We can’t all give up driving. But that doesn’t mean you can’t do your best to lower your carbon footprint anyway. That’s where Zixty comes in.
What’s a tonne of CO2 in the grand scheme of things?
When it comes to climate change, all sorts of jargon gets thrown around. And sometimes it’s hard to understand our actual impact on the planet. Saying our carbon footprint is 10 tonnes of CO2 a year is a bit abstract. What does it even mean?
Once we begin illustrating it in terms we can understand, we can start to tackle our footprint in meaningful ways. And there are many ways to visualise the weight of a tonne of CO2. We’ve explored just some of them here.
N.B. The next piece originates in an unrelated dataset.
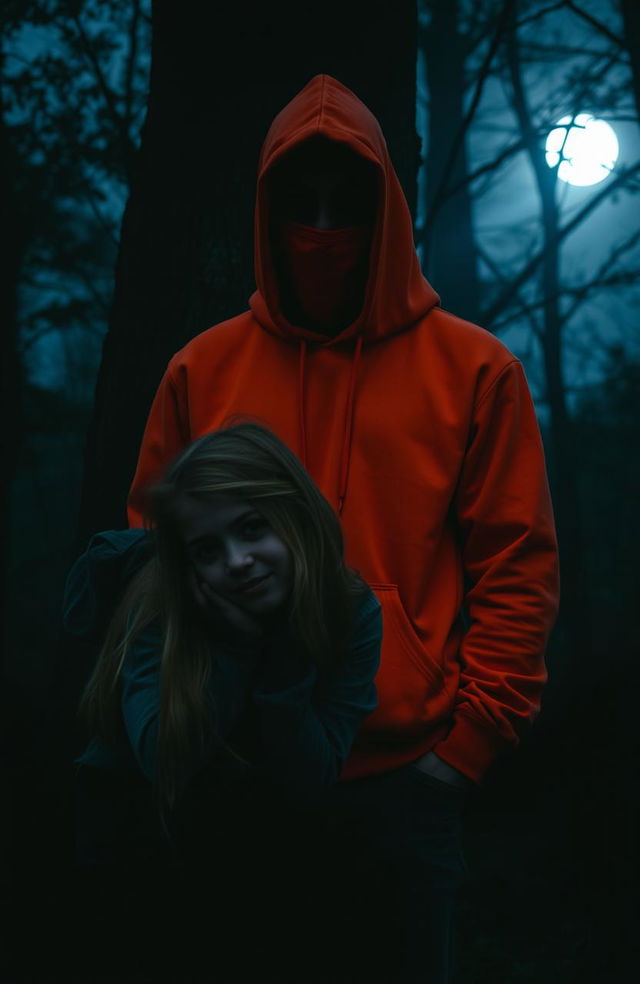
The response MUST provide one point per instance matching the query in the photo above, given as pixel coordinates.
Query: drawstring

Whether you want your CO2 expressed in fluffy pandas or cans of cola, there is a way to visualise this gas that is wreaking havoc on our environment. The excess amount of this gas heats up our planet, causing climate change. And in the last 200 years, we’ve increased the atmosphere’s carbon dioxide by 50%.
So while it’s helpful to visualise the weight of this gas in terms we understand, it’s also a good idea to tackle our own carbon footprint. If we all make small changes in our everyday lives, it can have a big impact on the environment in the long-term.